Make This: Montana Mex Coal Roasted Yams & Sweet Potatoes with Jalapeno Chimichurri, Crème Fraiche and Pomegranate

Make This: Montana Mex Coal Roasted Yams & Sweet Potatoes with Jalapeno Chimichurri, Crème Fraiche and Pomegranate

Serves 6

Ingredients
1 lg yam
1 lg sweet potato
½ cup Pomegranate jewels

Chimichurri
¼ cup parsley, rough chopped
2 sprigs oregano, picked
1/3 cup extra virgin Montana Mex Avocado oil
½ lemon juiced
2 garlic teeth
2 Tablespoons fresh jalapeno chopped
3 Tablespoons warm water
Pinch of salt & cracked black pepper

Directions

Place Yam & Sweet Potato right up against your hot bed of coals. Occasionally rotate and flip sides for 60-90 min until cooked through. This become an easy background task while the other foods on your grill cook.

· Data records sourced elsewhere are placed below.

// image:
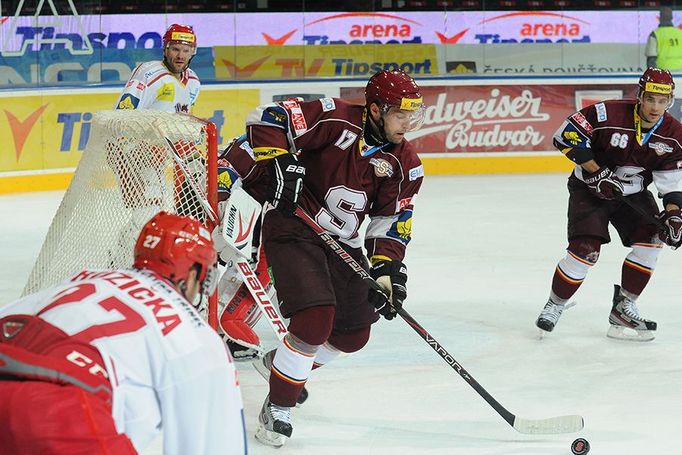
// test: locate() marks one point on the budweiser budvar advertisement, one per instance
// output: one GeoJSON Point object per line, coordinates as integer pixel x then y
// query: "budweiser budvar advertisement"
{"type": "Point", "coordinates": [518, 119]}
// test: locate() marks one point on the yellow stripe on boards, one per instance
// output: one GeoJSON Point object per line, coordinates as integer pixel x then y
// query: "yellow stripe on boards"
{"type": "Point", "coordinates": [496, 165]}
{"type": "Point", "coordinates": [35, 182]}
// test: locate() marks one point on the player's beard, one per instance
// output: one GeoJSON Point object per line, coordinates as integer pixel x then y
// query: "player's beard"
{"type": "Point", "coordinates": [172, 68]}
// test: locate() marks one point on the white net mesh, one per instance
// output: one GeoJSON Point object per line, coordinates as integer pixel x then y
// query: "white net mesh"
{"type": "Point", "coordinates": [136, 164]}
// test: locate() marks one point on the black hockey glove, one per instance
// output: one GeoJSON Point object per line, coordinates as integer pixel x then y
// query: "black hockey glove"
{"type": "Point", "coordinates": [286, 182]}
{"type": "Point", "coordinates": [672, 234]}
{"type": "Point", "coordinates": [392, 276]}
{"type": "Point", "coordinates": [603, 183]}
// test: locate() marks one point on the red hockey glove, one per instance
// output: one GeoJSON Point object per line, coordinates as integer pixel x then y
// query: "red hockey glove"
{"type": "Point", "coordinates": [672, 234]}
{"type": "Point", "coordinates": [603, 183]}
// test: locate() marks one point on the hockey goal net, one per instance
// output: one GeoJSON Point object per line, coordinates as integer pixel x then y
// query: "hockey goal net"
{"type": "Point", "coordinates": [136, 163]}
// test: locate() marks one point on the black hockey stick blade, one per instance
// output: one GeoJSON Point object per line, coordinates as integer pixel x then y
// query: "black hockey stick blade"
{"type": "Point", "coordinates": [553, 425]}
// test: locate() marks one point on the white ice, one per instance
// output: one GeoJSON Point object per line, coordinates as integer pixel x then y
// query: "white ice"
{"type": "Point", "coordinates": [480, 267]}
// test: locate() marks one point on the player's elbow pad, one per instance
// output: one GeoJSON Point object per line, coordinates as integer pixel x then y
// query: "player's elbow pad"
{"type": "Point", "coordinates": [579, 155]}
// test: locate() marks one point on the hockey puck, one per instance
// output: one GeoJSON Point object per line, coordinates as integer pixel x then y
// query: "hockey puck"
{"type": "Point", "coordinates": [580, 446]}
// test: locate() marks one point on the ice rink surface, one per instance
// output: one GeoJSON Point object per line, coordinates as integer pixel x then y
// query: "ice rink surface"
{"type": "Point", "coordinates": [480, 264]}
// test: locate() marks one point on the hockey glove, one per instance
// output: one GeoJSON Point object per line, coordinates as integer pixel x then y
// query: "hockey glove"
{"type": "Point", "coordinates": [604, 184]}
{"type": "Point", "coordinates": [392, 276]}
{"type": "Point", "coordinates": [672, 234]}
{"type": "Point", "coordinates": [286, 182]}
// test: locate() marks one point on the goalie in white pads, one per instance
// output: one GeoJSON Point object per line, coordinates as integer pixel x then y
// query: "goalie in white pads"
{"type": "Point", "coordinates": [239, 311]}
{"type": "Point", "coordinates": [104, 361]}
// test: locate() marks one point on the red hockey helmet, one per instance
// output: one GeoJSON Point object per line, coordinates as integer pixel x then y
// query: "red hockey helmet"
{"type": "Point", "coordinates": [182, 34]}
{"type": "Point", "coordinates": [171, 245]}
{"type": "Point", "coordinates": [393, 88]}
{"type": "Point", "coordinates": [656, 80]}
{"type": "Point", "coordinates": [396, 89]}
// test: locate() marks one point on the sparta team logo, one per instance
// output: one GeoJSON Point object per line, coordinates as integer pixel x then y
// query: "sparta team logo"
{"type": "Point", "coordinates": [660, 148]}
{"type": "Point", "coordinates": [382, 168]}
{"type": "Point", "coordinates": [572, 137]}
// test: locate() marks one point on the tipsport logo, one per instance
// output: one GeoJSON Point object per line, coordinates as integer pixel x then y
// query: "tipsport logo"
{"type": "Point", "coordinates": [523, 27]}
{"type": "Point", "coordinates": [74, 130]}
{"type": "Point", "coordinates": [41, 38]}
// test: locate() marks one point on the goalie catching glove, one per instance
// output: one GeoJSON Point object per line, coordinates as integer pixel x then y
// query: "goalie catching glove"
{"type": "Point", "coordinates": [672, 233]}
{"type": "Point", "coordinates": [286, 176]}
{"type": "Point", "coordinates": [603, 183]}
{"type": "Point", "coordinates": [392, 276]}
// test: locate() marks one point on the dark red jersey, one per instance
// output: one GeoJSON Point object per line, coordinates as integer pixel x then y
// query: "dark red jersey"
{"type": "Point", "coordinates": [609, 130]}
{"type": "Point", "coordinates": [346, 180]}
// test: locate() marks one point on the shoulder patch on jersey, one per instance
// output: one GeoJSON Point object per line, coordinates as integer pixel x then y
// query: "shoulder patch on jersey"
{"type": "Point", "coordinates": [382, 168]}
{"type": "Point", "coordinates": [128, 101]}
{"type": "Point", "coordinates": [660, 148]}
{"type": "Point", "coordinates": [297, 118]}
{"type": "Point", "coordinates": [328, 104]}
{"type": "Point", "coordinates": [601, 112]}
{"type": "Point", "coordinates": [275, 115]}
{"type": "Point", "coordinates": [406, 202]}
{"type": "Point", "coordinates": [247, 148]}
{"type": "Point", "coordinates": [580, 119]}
{"type": "Point", "coordinates": [416, 172]}
{"type": "Point", "coordinates": [166, 92]}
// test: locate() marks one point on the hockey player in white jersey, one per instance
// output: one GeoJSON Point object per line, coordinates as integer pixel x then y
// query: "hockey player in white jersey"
{"type": "Point", "coordinates": [168, 85]}
{"type": "Point", "coordinates": [104, 361]}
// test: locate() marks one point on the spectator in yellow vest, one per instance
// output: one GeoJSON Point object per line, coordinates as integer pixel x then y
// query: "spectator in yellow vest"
{"type": "Point", "coordinates": [664, 46]}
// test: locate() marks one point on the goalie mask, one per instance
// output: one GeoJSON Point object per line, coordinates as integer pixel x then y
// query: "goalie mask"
{"type": "Point", "coordinates": [396, 93]}
{"type": "Point", "coordinates": [172, 245]}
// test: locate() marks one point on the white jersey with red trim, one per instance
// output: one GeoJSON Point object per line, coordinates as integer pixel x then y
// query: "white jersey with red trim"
{"type": "Point", "coordinates": [152, 86]}
{"type": "Point", "coordinates": [168, 370]}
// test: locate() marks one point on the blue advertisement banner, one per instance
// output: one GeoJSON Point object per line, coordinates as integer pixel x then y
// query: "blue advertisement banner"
{"type": "Point", "coordinates": [52, 67]}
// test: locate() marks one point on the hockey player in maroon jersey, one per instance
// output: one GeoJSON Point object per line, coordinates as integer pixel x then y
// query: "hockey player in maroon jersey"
{"type": "Point", "coordinates": [355, 163]}
{"type": "Point", "coordinates": [620, 148]}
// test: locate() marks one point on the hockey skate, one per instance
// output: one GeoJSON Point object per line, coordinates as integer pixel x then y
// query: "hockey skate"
{"type": "Point", "coordinates": [550, 314]}
{"type": "Point", "coordinates": [263, 366]}
{"type": "Point", "coordinates": [274, 424]}
{"type": "Point", "coordinates": [626, 323]}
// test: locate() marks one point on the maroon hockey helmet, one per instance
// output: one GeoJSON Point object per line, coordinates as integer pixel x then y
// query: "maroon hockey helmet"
{"type": "Point", "coordinates": [393, 88]}
{"type": "Point", "coordinates": [396, 89]}
{"type": "Point", "coordinates": [657, 80]}
{"type": "Point", "coordinates": [181, 34]}
{"type": "Point", "coordinates": [171, 245]}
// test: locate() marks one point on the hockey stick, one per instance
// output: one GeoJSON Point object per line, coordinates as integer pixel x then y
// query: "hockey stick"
{"type": "Point", "coordinates": [553, 425]}
{"type": "Point", "coordinates": [648, 216]}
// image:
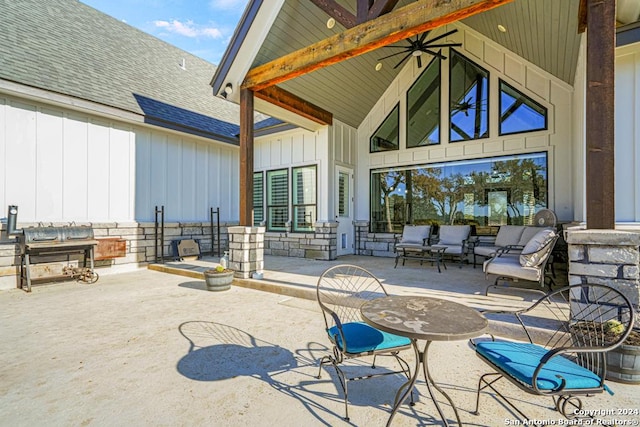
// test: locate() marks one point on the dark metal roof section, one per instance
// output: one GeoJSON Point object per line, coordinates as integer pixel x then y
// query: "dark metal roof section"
{"type": "Point", "coordinates": [67, 47]}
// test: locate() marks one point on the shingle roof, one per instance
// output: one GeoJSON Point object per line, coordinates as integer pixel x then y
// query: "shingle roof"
{"type": "Point", "coordinates": [67, 47]}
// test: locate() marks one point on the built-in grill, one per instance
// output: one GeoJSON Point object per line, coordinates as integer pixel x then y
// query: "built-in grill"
{"type": "Point", "coordinates": [50, 241]}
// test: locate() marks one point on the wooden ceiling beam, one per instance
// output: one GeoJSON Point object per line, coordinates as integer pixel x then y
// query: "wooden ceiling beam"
{"type": "Point", "coordinates": [397, 25]}
{"type": "Point", "coordinates": [295, 104]}
{"type": "Point", "coordinates": [337, 12]}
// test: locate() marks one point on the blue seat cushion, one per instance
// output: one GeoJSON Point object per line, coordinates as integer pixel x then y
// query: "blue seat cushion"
{"type": "Point", "coordinates": [362, 338]}
{"type": "Point", "coordinates": [521, 359]}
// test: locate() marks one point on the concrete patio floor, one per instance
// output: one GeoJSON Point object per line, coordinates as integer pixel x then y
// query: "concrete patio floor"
{"type": "Point", "coordinates": [148, 348]}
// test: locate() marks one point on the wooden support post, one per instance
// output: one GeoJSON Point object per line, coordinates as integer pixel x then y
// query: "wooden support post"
{"type": "Point", "coordinates": [600, 172]}
{"type": "Point", "coordinates": [246, 157]}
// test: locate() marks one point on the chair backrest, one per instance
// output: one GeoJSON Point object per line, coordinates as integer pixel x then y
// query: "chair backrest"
{"type": "Point", "coordinates": [581, 322]}
{"type": "Point", "coordinates": [453, 234]}
{"type": "Point", "coordinates": [415, 234]}
{"type": "Point", "coordinates": [341, 291]}
{"type": "Point", "coordinates": [509, 235]}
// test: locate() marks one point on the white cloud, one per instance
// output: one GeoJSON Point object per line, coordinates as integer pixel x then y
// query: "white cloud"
{"type": "Point", "coordinates": [228, 5]}
{"type": "Point", "coordinates": [188, 29]}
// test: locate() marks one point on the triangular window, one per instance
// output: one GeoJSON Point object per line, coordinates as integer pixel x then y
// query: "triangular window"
{"type": "Point", "coordinates": [519, 113]}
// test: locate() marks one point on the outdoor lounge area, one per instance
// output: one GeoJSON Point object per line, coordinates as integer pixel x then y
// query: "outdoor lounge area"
{"type": "Point", "coordinates": [150, 348]}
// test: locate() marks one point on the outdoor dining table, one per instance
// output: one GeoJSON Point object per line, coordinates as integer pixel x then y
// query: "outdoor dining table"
{"type": "Point", "coordinates": [428, 319]}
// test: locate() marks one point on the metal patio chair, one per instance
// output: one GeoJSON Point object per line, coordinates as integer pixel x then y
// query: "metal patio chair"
{"type": "Point", "coordinates": [568, 333]}
{"type": "Point", "coordinates": [341, 291]}
{"type": "Point", "coordinates": [528, 265]}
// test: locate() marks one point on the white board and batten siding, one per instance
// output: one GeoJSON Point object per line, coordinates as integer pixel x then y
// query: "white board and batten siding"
{"type": "Point", "coordinates": [542, 87]}
{"type": "Point", "coordinates": [59, 165]}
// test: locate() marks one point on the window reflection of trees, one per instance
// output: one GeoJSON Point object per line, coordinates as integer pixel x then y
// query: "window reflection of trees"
{"type": "Point", "coordinates": [459, 194]}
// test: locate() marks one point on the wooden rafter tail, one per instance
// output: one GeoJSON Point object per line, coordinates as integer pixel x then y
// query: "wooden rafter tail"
{"type": "Point", "coordinates": [582, 17]}
{"type": "Point", "coordinates": [295, 104]}
{"type": "Point", "coordinates": [397, 25]}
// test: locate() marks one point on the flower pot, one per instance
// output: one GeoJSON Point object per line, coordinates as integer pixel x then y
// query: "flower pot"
{"type": "Point", "coordinates": [218, 281]}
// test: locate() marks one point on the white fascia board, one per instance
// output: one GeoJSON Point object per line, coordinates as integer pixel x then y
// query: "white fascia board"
{"type": "Point", "coordinates": [252, 42]}
{"type": "Point", "coordinates": [273, 110]}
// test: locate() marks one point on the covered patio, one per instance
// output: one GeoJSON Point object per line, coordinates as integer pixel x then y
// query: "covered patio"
{"type": "Point", "coordinates": [148, 348]}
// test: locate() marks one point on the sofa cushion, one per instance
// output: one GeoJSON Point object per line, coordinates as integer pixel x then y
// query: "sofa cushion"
{"type": "Point", "coordinates": [509, 235]}
{"type": "Point", "coordinates": [453, 234]}
{"type": "Point", "coordinates": [528, 233]}
{"type": "Point", "coordinates": [415, 233]}
{"type": "Point", "coordinates": [510, 266]}
{"type": "Point", "coordinates": [537, 249]}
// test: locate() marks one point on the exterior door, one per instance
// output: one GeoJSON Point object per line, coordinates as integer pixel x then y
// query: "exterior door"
{"type": "Point", "coordinates": [344, 210]}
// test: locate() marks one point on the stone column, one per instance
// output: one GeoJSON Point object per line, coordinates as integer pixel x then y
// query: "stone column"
{"type": "Point", "coordinates": [609, 257]}
{"type": "Point", "coordinates": [246, 250]}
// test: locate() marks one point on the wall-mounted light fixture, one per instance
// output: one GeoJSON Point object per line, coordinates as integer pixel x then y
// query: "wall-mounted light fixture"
{"type": "Point", "coordinates": [228, 90]}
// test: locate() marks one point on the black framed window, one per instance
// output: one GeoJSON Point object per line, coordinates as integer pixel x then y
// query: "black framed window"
{"type": "Point", "coordinates": [258, 197]}
{"type": "Point", "coordinates": [469, 99]}
{"type": "Point", "coordinates": [423, 108]}
{"type": "Point", "coordinates": [479, 192]}
{"type": "Point", "coordinates": [277, 199]}
{"type": "Point", "coordinates": [304, 188]}
{"type": "Point", "coordinates": [518, 112]}
{"type": "Point", "coordinates": [387, 136]}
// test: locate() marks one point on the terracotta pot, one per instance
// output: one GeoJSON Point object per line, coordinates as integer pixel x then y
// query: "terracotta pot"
{"type": "Point", "coordinates": [218, 281]}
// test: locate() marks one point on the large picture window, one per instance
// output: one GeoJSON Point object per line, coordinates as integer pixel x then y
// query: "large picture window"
{"type": "Point", "coordinates": [277, 200]}
{"type": "Point", "coordinates": [469, 98]}
{"type": "Point", "coordinates": [423, 108]}
{"type": "Point", "coordinates": [482, 192]}
{"type": "Point", "coordinates": [304, 198]}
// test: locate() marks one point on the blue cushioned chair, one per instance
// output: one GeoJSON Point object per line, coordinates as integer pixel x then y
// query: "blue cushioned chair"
{"type": "Point", "coordinates": [568, 333]}
{"type": "Point", "coordinates": [341, 291]}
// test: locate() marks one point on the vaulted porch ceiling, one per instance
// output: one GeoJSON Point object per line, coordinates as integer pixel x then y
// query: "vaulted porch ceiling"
{"type": "Point", "coordinates": [544, 32]}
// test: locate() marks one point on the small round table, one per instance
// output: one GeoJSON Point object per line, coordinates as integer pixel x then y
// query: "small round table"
{"type": "Point", "coordinates": [423, 318]}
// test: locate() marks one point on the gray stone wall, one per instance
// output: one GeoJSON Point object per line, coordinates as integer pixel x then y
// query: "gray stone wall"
{"type": "Point", "coordinates": [610, 257]}
{"type": "Point", "coordinates": [140, 245]}
{"type": "Point", "coordinates": [320, 244]}
{"type": "Point", "coordinates": [246, 251]}
{"type": "Point", "coordinates": [373, 244]}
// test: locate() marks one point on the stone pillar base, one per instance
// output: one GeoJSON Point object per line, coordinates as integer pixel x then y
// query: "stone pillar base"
{"type": "Point", "coordinates": [609, 257]}
{"type": "Point", "coordinates": [246, 251]}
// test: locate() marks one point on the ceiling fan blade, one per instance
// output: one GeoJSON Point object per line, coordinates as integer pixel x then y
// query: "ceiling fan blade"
{"type": "Point", "coordinates": [434, 53]}
{"type": "Point", "coordinates": [444, 45]}
{"type": "Point", "coordinates": [394, 54]}
{"type": "Point", "coordinates": [441, 36]}
{"type": "Point", "coordinates": [409, 55]}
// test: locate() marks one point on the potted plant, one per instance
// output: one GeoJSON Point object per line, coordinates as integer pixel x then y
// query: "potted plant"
{"type": "Point", "coordinates": [218, 279]}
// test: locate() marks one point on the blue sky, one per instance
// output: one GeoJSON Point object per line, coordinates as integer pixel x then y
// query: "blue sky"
{"type": "Point", "coordinates": [201, 27]}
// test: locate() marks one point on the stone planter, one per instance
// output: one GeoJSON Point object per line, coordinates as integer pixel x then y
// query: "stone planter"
{"type": "Point", "coordinates": [218, 281]}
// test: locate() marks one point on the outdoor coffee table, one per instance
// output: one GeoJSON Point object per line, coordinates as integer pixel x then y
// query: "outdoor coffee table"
{"type": "Point", "coordinates": [428, 319]}
{"type": "Point", "coordinates": [422, 253]}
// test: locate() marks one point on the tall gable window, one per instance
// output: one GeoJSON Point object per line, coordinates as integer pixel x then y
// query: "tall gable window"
{"type": "Point", "coordinates": [469, 99]}
{"type": "Point", "coordinates": [519, 113]}
{"type": "Point", "coordinates": [386, 137]}
{"type": "Point", "coordinates": [423, 108]}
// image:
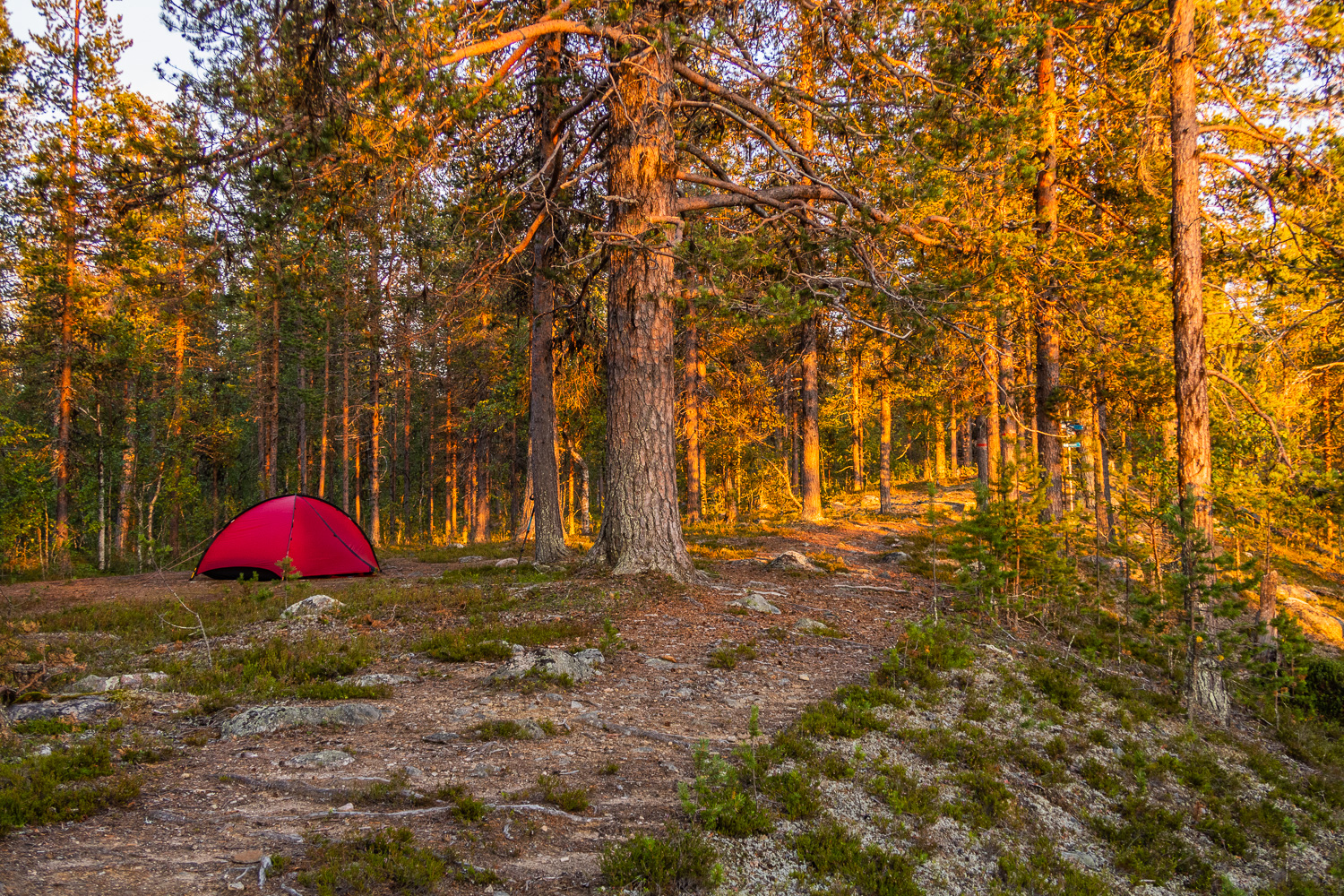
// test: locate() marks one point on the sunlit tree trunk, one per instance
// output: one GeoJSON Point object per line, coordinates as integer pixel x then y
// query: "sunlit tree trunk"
{"type": "Point", "coordinates": [992, 417]}
{"type": "Point", "coordinates": [693, 414]}
{"type": "Point", "coordinates": [642, 521]}
{"type": "Point", "coordinates": [811, 478]}
{"type": "Point", "coordinates": [884, 503]}
{"type": "Point", "coordinates": [481, 500]}
{"type": "Point", "coordinates": [1193, 461]}
{"type": "Point", "coordinates": [1008, 395]}
{"type": "Point", "coordinates": [128, 468]}
{"type": "Point", "coordinates": [542, 447]}
{"type": "Point", "coordinates": [1047, 311]}
{"type": "Point", "coordinates": [857, 417]}
{"type": "Point", "coordinates": [327, 413]}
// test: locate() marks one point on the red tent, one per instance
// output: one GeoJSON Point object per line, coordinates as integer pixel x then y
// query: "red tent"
{"type": "Point", "coordinates": [317, 538]}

For the Chimichurri, in a food processor add all ingredients and blend on high speed until smooth and creamy. Check seasoning and adjust to further suit your taste.

I like to serve this family style. Slice and arrange the roasted Yam and Sweet Potato on a platter. Drizzle with Crème Fraiche and Chimichurri and then top with Pomegranate.